This study was not powered to assess the difference in survival between those with M0 with residual disease and those with more extensive metastatic disease, however there was a trend towards higher survival in those with M0 disease with residual over those with more extensive disease. This survival difference was confirmed in the larger POG 9031 trial[6]. This study is limited by not having specific histologic or molecular stratification of tumors. The presence of anaplasia has been shown to be a negative prognostic features in several studies[3,4], and now more recently medulloblastoma have been molecular stratified into groups that also impact survival. [1820]. This new molecular information at this point is useful for prognostic information, but there is great potential that using it will lead to more specifically targeted drug therapy and so should be considered anytime new medulloblastoma studies are designed. It is an interesting finding that being older at diagnosis was associated with better PFS and OS even when adjusted for M staging. The reason for this finding is not clear as subjects were given the same chemotherapy/radiation plan regardless of age. Unfortunately this study is too small to investigate if other factors could have contributed to this finding.

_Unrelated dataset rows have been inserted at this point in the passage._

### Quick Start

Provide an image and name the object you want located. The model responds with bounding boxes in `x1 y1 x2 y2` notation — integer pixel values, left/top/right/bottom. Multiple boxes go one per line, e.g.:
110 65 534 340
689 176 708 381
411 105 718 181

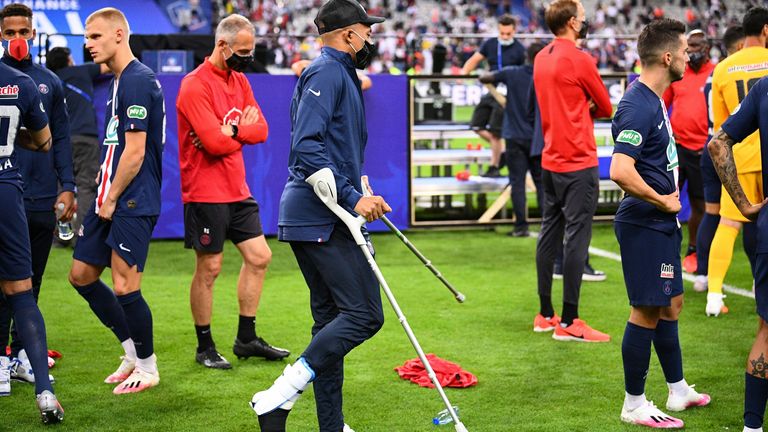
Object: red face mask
3 38 29 61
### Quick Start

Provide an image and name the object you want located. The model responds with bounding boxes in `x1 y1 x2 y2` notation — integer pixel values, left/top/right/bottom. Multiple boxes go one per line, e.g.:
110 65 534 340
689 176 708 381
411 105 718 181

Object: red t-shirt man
533 0 612 342
176 21 290 369
533 37 613 173
664 61 715 152
176 58 268 204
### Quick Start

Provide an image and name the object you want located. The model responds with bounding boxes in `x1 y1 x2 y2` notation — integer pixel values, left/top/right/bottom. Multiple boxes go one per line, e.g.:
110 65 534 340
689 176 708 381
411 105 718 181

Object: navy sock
237 315 256 343
117 290 155 359
560 303 579 326
696 213 720 275
741 222 757 278
653 319 683 383
539 295 555 318
72 279 131 342
6 290 53 394
621 322 655 396
744 373 768 429
195 324 216 352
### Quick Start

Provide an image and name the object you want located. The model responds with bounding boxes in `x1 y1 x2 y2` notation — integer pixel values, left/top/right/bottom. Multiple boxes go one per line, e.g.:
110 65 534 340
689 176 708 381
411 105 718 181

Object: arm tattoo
709 129 751 209
749 353 768 378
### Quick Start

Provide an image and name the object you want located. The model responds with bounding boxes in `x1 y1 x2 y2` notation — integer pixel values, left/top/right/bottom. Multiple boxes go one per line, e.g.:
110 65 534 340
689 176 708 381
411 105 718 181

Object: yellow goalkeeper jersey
712 47 768 173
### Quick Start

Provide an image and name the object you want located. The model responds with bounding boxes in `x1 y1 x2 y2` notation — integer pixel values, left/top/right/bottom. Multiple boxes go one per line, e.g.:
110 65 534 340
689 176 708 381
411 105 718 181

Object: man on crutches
251 0 391 432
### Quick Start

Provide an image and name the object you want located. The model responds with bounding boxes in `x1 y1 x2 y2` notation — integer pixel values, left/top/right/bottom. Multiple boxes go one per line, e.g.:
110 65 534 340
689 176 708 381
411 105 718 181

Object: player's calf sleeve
744 373 768 429
117 290 155 359
621 322 654 396
707 225 739 294
6 290 53 394
696 213 720 275
741 223 757 278
72 279 131 343
653 319 683 383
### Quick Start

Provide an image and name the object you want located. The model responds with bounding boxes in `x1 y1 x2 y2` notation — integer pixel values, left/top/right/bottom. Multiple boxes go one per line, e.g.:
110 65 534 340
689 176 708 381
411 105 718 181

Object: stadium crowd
212 0 760 73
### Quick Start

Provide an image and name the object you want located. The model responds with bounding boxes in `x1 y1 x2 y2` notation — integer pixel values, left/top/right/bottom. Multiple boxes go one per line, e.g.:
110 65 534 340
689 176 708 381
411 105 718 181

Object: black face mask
579 19 589 39
349 30 378 69
226 47 253 72
688 51 704 69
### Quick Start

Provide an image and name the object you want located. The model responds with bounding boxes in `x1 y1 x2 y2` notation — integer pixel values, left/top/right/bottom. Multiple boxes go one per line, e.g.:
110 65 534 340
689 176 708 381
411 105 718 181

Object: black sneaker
232 336 291 360
195 347 232 369
507 227 531 237
483 165 501 177
581 263 607 282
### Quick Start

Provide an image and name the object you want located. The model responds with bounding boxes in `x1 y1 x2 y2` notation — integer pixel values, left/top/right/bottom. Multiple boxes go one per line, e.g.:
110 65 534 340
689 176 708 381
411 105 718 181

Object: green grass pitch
0 224 757 432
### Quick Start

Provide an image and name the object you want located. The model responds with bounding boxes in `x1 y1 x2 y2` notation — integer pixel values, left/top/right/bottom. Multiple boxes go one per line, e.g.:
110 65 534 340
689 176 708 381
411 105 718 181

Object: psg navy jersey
611 80 678 232
0 63 48 189
95 60 165 217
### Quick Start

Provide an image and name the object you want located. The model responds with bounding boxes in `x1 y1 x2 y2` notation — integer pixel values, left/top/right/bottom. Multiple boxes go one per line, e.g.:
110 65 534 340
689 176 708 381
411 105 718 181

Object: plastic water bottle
432 405 459 426
56 203 75 241
0 356 12 396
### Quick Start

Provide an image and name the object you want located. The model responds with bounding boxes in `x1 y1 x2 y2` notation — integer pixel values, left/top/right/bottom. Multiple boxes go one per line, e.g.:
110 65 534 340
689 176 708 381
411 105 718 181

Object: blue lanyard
64 83 93 103
496 39 502 70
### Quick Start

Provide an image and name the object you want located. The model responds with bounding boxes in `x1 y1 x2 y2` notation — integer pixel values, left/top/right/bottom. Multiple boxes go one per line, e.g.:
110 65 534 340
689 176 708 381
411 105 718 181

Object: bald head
216 14 256 44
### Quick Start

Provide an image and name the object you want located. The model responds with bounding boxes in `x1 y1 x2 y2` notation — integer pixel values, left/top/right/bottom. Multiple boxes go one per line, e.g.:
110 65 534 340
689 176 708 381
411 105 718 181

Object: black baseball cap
315 0 384 34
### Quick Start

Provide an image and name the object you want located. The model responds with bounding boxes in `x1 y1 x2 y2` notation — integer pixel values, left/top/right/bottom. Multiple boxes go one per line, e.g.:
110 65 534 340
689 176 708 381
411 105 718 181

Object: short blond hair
85 7 131 36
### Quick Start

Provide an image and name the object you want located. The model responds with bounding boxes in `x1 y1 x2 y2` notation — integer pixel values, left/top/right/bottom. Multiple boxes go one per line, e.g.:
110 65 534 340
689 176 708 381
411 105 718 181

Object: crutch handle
305 167 367 246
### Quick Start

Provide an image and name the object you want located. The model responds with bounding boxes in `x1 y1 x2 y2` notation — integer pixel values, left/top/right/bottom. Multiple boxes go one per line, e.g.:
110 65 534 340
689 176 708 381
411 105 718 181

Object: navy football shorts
73 211 157 272
613 222 683 307
0 183 32 281
184 197 264 253
701 146 723 205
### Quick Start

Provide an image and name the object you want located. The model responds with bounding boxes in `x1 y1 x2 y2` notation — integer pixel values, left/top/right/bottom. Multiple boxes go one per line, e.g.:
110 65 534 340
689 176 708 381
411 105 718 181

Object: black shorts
677 145 704 200
184 197 264 253
471 94 504 137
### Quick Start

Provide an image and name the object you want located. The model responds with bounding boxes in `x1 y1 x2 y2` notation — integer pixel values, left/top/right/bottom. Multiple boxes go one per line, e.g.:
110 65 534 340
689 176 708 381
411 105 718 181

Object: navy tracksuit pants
291 224 384 432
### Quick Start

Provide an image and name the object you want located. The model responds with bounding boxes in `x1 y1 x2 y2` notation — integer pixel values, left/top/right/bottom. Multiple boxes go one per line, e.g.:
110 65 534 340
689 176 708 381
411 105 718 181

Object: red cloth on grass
395 354 477 388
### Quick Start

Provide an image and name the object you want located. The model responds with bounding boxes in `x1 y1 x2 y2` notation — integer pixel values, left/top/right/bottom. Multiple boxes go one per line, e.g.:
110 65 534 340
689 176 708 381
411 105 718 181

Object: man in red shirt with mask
664 30 715 273
176 15 290 369
533 0 612 342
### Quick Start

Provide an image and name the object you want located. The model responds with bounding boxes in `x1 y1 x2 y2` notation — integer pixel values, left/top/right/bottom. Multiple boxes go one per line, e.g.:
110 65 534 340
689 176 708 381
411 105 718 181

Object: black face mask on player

In conclusion, this study showed the approach of using oral etoposide with craniospinal radiation followed by intensive chemotherapy is feasible and results in good PFS and OS that is similar to other high-risk regimens and had minimal toxicity at the lower etoposide dose. Thus it may be a reasonable treatment regimen to consider in future trials for newly diagnosed high-risk medulloblastoma patients. Future molecular stratified studies will be necessary to discover for which medulloblastomas this treatment would be most effective.

Supplementary Material

Supp Fig S1. Supplemental Figure 1.

Treatment SCHEMA POG 9631

Supp TableS1

Acknowledgments

Funding sources: NIH- Statistics and Data Center Grant (U10CA098413), Chair’s Grant (U10CA09543), NCTN Operations Center Grant (U10CA180886), NCTN Statistics & Data Center (U10CA180899)

Abbreviations Key

PFS

Progression free survival

OS

Overall survival

CNS

Central nervous system

COG

Childrens Oncology Group

POG

Pediatric Oncology Group

CSRT

Craniospinal radiation

CR

Complete response

PR

Partial response

SD

Stable disease

HR

Hazard ratio

CI

Confidence interval

GI

Gastrointestinal

Footnotes

Conflicts of Interests: None to report.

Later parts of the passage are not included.